A closely related but slightly different concept is stress. Stress is defined as what we feel when we believe we can’t cope with the demands facing us. It comprises two elements: a problem and a self-perception (specifically, that we’re not able to deal with the problem in question). Like anxiety, stress is rooted in the fight or flight system. It can trigger a range of emotional responses including, very often, anxiety.
You may also be wondering how anxiety differs from fear. In fact, the two terms are often used interchangeably, and we do so in this p. 12↵book. That said, some researchers do make a differentiation, and typically it revolves around the object of our emotion. Fear usually has a clear object – seeing a shark's fin while we’re swimming, perhaps, or a dangerous piece of driving from the car alongside us on the motorway – and it often functions as a sort of emergency reaction (being mildly frightened is almost a contradiction in terms). But things are generally much less clear-cut when it comes to anxiety. Instead of situations in which we know exactly what it is that's scaring us – and when our fear will soon disappear once the threat has passed – we may not have a clue why we feel anxious. As Holly Golightly put it in Breakfast at Tiffany's: ‘something bad is going to happen, only you don’t know what it is.’

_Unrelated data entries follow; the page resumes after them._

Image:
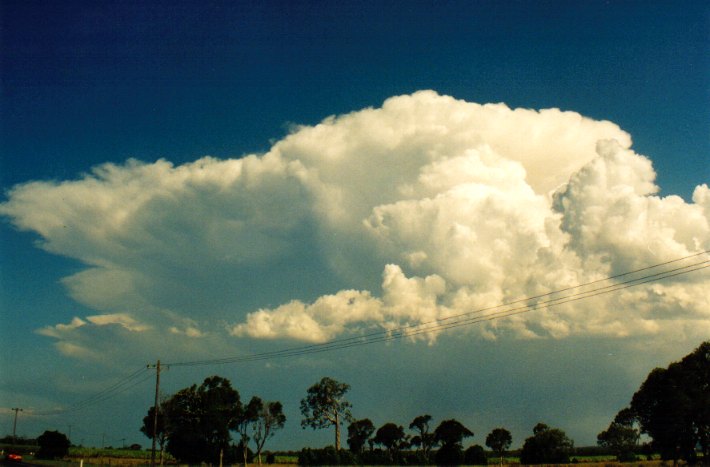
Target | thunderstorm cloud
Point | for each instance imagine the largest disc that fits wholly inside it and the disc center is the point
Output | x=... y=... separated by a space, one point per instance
x=420 y=210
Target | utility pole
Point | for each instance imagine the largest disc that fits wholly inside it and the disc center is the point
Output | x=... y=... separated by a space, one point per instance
x=14 y=425
x=155 y=411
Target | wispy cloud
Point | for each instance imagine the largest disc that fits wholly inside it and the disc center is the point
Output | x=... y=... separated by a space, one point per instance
x=422 y=209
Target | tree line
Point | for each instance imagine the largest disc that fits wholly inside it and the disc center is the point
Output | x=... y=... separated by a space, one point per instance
x=195 y=425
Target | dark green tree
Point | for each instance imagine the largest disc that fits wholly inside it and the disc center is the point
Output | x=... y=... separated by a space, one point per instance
x=161 y=429
x=199 y=420
x=325 y=405
x=475 y=455
x=450 y=434
x=359 y=433
x=269 y=419
x=242 y=423
x=424 y=439
x=52 y=445
x=546 y=446
x=673 y=406
x=499 y=440
x=621 y=438
x=392 y=437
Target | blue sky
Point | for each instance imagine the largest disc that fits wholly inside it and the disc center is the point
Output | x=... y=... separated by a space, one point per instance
x=84 y=84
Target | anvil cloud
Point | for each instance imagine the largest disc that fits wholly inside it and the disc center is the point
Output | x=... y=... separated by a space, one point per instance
x=422 y=209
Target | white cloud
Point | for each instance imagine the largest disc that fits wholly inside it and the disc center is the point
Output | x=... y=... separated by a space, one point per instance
x=422 y=209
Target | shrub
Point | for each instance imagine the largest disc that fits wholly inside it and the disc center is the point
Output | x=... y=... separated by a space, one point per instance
x=52 y=445
x=475 y=455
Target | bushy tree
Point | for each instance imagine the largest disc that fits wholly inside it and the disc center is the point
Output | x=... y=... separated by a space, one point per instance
x=499 y=440
x=200 y=418
x=242 y=424
x=423 y=439
x=546 y=446
x=325 y=405
x=359 y=433
x=52 y=445
x=450 y=434
x=673 y=406
x=392 y=437
x=161 y=429
x=621 y=438
x=475 y=455
x=269 y=419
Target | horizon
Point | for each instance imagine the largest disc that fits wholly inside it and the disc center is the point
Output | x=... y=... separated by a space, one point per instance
x=187 y=181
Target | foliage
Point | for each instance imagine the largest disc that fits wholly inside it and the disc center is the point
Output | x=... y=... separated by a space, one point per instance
x=359 y=433
x=160 y=428
x=621 y=438
x=451 y=432
x=673 y=406
x=242 y=424
x=392 y=437
x=52 y=445
x=499 y=440
x=475 y=455
x=424 y=438
x=199 y=420
x=546 y=446
x=326 y=456
x=269 y=418
x=325 y=405
x=449 y=454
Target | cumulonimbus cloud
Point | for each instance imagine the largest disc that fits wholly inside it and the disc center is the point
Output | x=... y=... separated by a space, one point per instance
x=422 y=209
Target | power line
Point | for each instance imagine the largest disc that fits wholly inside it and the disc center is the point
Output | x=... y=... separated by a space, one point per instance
x=524 y=305
x=124 y=384
x=508 y=309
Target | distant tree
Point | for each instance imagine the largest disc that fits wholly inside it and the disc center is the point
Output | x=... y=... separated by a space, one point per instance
x=161 y=433
x=199 y=421
x=359 y=433
x=475 y=455
x=242 y=423
x=392 y=437
x=450 y=433
x=325 y=405
x=52 y=445
x=621 y=438
x=546 y=446
x=499 y=440
x=424 y=438
x=673 y=406
x=269 y=419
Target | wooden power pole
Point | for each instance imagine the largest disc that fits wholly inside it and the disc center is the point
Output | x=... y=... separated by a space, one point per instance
x=155 y=411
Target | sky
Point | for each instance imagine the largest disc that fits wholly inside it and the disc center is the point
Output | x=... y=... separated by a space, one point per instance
x=195 y=181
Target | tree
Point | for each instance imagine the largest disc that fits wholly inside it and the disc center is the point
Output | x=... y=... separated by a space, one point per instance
x=450 y=433
x=424 y=438
x=52 y=445
x=392 y=437
x=199 y=420
x=269 y=418
x=359 y=432
x=475 y=455
x=499 y=440
x=161 y=429
x=242 y=423
x=672 y=406
x=621 y=437
x=325 y=405
x=546 y=446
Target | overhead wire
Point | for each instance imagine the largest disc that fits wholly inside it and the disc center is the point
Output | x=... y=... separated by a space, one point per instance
x=122 y=385
x=475 y=316
x=508 y=309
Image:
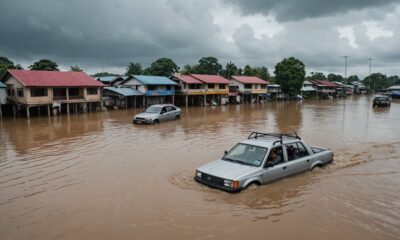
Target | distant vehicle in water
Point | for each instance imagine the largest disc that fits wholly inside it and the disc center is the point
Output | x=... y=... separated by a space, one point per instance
x=158 y=113
x=262 y=158
x=381 y=101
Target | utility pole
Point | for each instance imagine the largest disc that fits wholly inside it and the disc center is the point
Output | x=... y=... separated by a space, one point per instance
x=345 y=74
x=369 y=77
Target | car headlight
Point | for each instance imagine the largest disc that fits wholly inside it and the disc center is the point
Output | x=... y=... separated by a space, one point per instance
x=198 y=174
x=231 y=184
x=227 y=183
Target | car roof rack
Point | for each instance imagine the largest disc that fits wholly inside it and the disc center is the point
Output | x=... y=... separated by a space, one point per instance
x=278 y=136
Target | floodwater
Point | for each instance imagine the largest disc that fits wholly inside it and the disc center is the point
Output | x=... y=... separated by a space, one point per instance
x=97 y=176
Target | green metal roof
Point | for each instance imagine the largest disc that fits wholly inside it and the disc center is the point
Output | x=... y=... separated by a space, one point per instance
x=126 y=92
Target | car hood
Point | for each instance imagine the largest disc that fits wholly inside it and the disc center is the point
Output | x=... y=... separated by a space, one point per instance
x=225 y=169
x=146 y=115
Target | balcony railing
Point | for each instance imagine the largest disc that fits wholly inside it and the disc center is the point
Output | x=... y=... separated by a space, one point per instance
x=160 y=92
x=59 y=97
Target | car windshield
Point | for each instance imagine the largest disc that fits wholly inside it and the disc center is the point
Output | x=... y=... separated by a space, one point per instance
x=246 y=154
x=153 y=109
x=382 y=98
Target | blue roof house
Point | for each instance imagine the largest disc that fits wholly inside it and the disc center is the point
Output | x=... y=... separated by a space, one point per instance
x=3 y=96
x=156 y=89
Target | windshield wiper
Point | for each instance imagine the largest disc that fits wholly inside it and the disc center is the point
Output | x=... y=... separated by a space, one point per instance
x=237 y=161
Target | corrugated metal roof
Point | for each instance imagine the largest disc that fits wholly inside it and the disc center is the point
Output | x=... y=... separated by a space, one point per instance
x=30 y=78
x=127 y=92
x=307 y=89
x=154 y=80
x=107 y=78
x=188 y=79
x=211 y=78
x=325 y=83
x=249 y=80
x=395 y=87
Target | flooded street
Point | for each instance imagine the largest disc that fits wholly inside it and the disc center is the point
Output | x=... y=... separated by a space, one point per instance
x=98 y=176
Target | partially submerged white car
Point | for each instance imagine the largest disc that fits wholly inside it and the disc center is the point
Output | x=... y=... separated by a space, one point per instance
x=262 y=158
x=158 y=113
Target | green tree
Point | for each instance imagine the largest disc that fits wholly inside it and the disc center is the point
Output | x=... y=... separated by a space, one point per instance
x=353 y=78
x=290 y=74
x=208 y=65
x=230 y=70
x=376 y=81
x=134 y=69
x=335 y=78
x=6 y=64
x=44 y=64
x=162 y=67
x=103 y=74
x=316 y=76
x=76 y=68
x=187 y=69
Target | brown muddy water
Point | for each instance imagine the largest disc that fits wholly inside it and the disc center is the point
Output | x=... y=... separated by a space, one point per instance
x=97 y=176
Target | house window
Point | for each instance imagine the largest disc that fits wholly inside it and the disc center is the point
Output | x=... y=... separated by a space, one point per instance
x=38 y=92
x=247 y=86
x=20 y=92
x=91 y=91
x=194 y=86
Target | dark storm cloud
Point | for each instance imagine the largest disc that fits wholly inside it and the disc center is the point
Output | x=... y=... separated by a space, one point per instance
x=112 y=31
x=292 y=10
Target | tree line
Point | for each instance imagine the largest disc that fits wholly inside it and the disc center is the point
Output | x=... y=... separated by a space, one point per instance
x=289 y=73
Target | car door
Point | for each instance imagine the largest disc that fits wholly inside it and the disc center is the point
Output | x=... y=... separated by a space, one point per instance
x=299 y=159
x=278 y=170
x=163 y=114
x=170 y=113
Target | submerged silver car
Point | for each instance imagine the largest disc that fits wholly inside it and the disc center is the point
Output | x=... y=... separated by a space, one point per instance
x=262 y=158
x=158 y=113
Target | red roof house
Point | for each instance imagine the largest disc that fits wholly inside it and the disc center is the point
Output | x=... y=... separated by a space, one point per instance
x=249 y=80
x=30 y=78
x=211 y=79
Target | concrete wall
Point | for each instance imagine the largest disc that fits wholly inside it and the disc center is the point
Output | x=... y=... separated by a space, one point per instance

Anxiety can often be a less intense feeling than fear. It can seem vague and amorphous – and for that very reason difficult to rid ourselves of. After all, if we don’t know what is making us anxious, it's difficult to know how to deal with the problem. Some experts have suggested that anxiety is the emotion we feel when we can’t, or don’t know how to, take action to deal with a threat. So a large dog charging towards us with its teeth bared is likely to prompt us to a fearful sprint; worries about dying are more likely to take the form of nagging anxiety than straightforward fear.
If anxiety is normal, how can we tell whether it's getting out of hand? At what point does ordinary, run-of-the-mill anxiety become a clinical problem that needs attention? Every case must be judged in its own context, but a mental health professional will consider:
whether the individual is becoming anxious inappropriately (their anxiety is like an overly sensitive car alarm);
whether the anxiety is based on an unrealistic or excessive perception of danger;
how long anxiety has been affecting the person;
and the degree to which anxiety is interfering with the person's day-to-day life.
They’ll then try to match the person's experiences to the six types of anxiety disorder – the ones categorized as such by the main psychiatric diagnostic systems – that we describe in Chapters 5 to 10.
If you’re concerned about your own levels of anxiety, you’ll find self-assessment questionnaires for many specific disorders in the Appendix on pp. 124–132.